Damages
The purpose of damages in tort law is to compensate the victim and seek to place him in the position he would have been in had the tort not been committed against him.
In defamation proceedings the jury determines the amount of damages that the claimant shall receive. As discussed in the introduction to this workbook awards are notoriously high, although evidence suggests they may be declining. In his evidence to the Calcutt Committee on Privacy and Related Matters (1991), Mr.Louis Blom-Cooper QC the then Chairman of the Press Council felt that awards were high due to the attitude of juries, he reported, "they reflect the juries' disapproval of the improper disclosure by newspapers of intimate details of an individual's private life".
The damages that may be awarded in defamation proceedings may be divided into two broad categories, compensatory damages and exemplary damages.
Compensatory Damages
Compensatory damages seek as far as is possible to compensate or 'make-up' for the damages suffered by the claimant's reputation as a result of the defamatory statement.
Within this category also falls damages to compensate the claimant for the distress and suffering which has occurred as a result of the defamation. Where the claimant's distress and suffering have been worsened by the defendant's subsequent conduct the award may be increased to include 'aggravated damages', an example may be the defendant's continued persistence of a plea of justification.
Compensatory damages may also include a 'specific' element to compensate for any particular, identifiable pecuniary loss.
Exemplary Damages
These were succinctly described by the Law Commission (Report No. 247) as damages which "aim to punish the wrongdoer". The existence of a punitive element within the civil law is controversial. In 1995 the Law Commission issued a consultation paper on the future of exemplary damages, 28% of respondents were in favour of their abolition. The Law Commission ultimately favoured retention.
There is guidance in statute and case-law as to the directions to be given to a jury to determine the level of damages, the powers of appellate courts and the general degree of damages, in relation to both compensatory and exemplary damages. These matters are discussed below.
The traditional attitude of the Court of Appeal to awards of damages which were appealed on the grounds that they were excessive was not to interfere with the jury's decision. In Blackshaw v Lord [1983] QB 1 Fox LJ stated that the Court of Appeal "is not entitled to seize the matter from the jury and set aside the award merely because our opinion as to the proper amount of damages differs from that of a jury". As such this was the position when the Court of Appeal heard Sutcliffe v Pressdram [1991]. In that case a concession was made as it was held that an excessive award may be set aside if it is unreasonable in the sense that no reasonable jury could have awarded such a sum in the absence of a misdirection, accordingly any such award would be re-assessed by a new jury. In that case an award of £600,000 was set aside and a new trial ordered.

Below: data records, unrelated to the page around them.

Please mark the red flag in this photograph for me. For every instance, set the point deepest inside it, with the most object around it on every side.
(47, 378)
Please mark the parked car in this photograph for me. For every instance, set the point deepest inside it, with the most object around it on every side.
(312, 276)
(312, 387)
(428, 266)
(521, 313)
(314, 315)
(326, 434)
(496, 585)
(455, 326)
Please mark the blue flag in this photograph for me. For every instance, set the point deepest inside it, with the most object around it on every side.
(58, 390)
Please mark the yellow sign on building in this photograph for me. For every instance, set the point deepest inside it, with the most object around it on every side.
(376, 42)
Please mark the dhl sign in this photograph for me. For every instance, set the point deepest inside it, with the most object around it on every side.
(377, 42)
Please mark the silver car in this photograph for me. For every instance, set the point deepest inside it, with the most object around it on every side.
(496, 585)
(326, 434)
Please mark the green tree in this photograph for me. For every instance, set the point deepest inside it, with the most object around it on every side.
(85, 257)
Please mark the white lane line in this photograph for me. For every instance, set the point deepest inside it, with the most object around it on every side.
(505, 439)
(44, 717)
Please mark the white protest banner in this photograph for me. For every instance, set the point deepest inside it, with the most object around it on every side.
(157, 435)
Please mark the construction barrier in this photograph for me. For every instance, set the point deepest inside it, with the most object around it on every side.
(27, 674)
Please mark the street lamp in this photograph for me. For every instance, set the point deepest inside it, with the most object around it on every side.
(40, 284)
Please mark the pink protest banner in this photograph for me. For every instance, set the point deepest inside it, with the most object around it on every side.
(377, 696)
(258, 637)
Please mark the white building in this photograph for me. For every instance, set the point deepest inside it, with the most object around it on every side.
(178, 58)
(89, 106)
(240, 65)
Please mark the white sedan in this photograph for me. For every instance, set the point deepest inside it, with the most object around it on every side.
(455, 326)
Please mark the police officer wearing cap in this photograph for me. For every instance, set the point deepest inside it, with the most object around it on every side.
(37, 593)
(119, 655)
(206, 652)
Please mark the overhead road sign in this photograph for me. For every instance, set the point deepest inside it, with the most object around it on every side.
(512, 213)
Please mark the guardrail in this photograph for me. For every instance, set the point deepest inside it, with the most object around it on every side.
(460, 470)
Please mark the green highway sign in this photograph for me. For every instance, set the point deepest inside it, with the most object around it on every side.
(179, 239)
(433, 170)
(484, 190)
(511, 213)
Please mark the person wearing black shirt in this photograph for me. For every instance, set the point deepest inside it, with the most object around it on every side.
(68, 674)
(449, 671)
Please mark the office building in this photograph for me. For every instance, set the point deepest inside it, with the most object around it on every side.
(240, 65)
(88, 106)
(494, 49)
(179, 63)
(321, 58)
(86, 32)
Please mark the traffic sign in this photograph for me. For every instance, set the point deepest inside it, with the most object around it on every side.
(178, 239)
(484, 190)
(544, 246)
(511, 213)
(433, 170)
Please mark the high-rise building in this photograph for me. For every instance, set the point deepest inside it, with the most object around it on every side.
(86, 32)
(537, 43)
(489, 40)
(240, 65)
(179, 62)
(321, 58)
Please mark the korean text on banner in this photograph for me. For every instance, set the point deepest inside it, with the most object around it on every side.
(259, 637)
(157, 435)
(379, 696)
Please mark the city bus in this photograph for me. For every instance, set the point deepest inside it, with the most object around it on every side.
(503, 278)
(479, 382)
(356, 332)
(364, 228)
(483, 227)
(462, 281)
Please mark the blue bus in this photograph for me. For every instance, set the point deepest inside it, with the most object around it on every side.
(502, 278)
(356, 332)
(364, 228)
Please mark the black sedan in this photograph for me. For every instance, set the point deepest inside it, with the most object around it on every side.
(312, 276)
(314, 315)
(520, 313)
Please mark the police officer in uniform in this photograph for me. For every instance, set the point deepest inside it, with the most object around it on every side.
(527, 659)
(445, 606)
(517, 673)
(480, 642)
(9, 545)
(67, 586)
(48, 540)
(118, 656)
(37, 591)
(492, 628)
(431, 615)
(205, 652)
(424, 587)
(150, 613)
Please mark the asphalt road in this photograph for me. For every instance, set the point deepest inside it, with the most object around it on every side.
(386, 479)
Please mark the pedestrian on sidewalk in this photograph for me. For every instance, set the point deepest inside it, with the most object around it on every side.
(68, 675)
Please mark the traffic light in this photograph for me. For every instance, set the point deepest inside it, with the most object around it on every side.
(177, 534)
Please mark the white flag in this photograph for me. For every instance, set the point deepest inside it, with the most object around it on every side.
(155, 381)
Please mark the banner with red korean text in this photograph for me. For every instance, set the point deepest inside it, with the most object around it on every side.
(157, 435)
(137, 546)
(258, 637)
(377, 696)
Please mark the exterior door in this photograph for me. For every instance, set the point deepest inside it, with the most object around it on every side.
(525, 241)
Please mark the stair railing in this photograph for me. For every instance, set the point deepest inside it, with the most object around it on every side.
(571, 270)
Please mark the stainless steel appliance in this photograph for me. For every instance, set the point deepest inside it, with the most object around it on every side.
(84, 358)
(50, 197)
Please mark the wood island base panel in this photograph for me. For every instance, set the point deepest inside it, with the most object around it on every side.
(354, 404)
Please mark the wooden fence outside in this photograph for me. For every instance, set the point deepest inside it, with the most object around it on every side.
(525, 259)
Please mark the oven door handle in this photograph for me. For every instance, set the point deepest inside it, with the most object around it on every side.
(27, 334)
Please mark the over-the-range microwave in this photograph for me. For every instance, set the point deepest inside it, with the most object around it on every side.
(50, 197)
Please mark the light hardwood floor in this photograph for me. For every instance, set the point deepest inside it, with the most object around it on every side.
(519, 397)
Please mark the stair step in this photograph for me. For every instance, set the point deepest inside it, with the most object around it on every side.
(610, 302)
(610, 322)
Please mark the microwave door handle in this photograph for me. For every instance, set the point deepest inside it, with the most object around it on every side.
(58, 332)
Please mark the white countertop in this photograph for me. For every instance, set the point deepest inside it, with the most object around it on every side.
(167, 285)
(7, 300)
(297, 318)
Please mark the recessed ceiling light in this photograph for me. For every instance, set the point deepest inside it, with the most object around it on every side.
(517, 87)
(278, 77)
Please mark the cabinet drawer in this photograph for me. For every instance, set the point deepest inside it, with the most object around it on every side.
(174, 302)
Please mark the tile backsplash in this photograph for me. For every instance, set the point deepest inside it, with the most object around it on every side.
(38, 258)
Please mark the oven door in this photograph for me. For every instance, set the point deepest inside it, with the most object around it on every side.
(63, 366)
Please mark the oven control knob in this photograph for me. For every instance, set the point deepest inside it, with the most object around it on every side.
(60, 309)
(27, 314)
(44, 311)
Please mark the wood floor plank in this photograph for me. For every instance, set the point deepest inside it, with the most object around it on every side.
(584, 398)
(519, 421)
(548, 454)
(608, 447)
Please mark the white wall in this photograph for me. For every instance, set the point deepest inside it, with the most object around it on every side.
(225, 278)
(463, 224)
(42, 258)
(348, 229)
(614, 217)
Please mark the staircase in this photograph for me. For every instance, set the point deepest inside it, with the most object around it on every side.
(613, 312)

Under section 8 Courts and Legal Services Act, 1990 the Court of Appeal's powers in relation to cases appealed on the grounds of excessive damages were extended to include the power to 'substitute for the sum awarded by the jury such sum as appears to the court to be proper'.
The Court of Appeal used this power in Rantzen v Mirror Group Newspapers Ltd [1994] where an award of £250,000 was considered excessive and an award of £110,000 was substituted.. The Court of Appeal considered how the jury should be directed on assessing damages and made several clear statements concerning:
Matters for consideration by the jury
Rantzen - matters
"It is to be hoped that in the course of time a series of decisions of the Court of Appeal will establish some standard as to what are, in the terms of section 8 of the Act of 1990 'proper' awards. In the meantime the jury should be invited to consider the purchasing power of any award which they may make. In addition they should be asked to ensure that any award they make is proportionate to the damage which the plaintiff [claimant] had suffered and is a sum which is necessary to award him to provide adequate compensation and re-establish his reputation".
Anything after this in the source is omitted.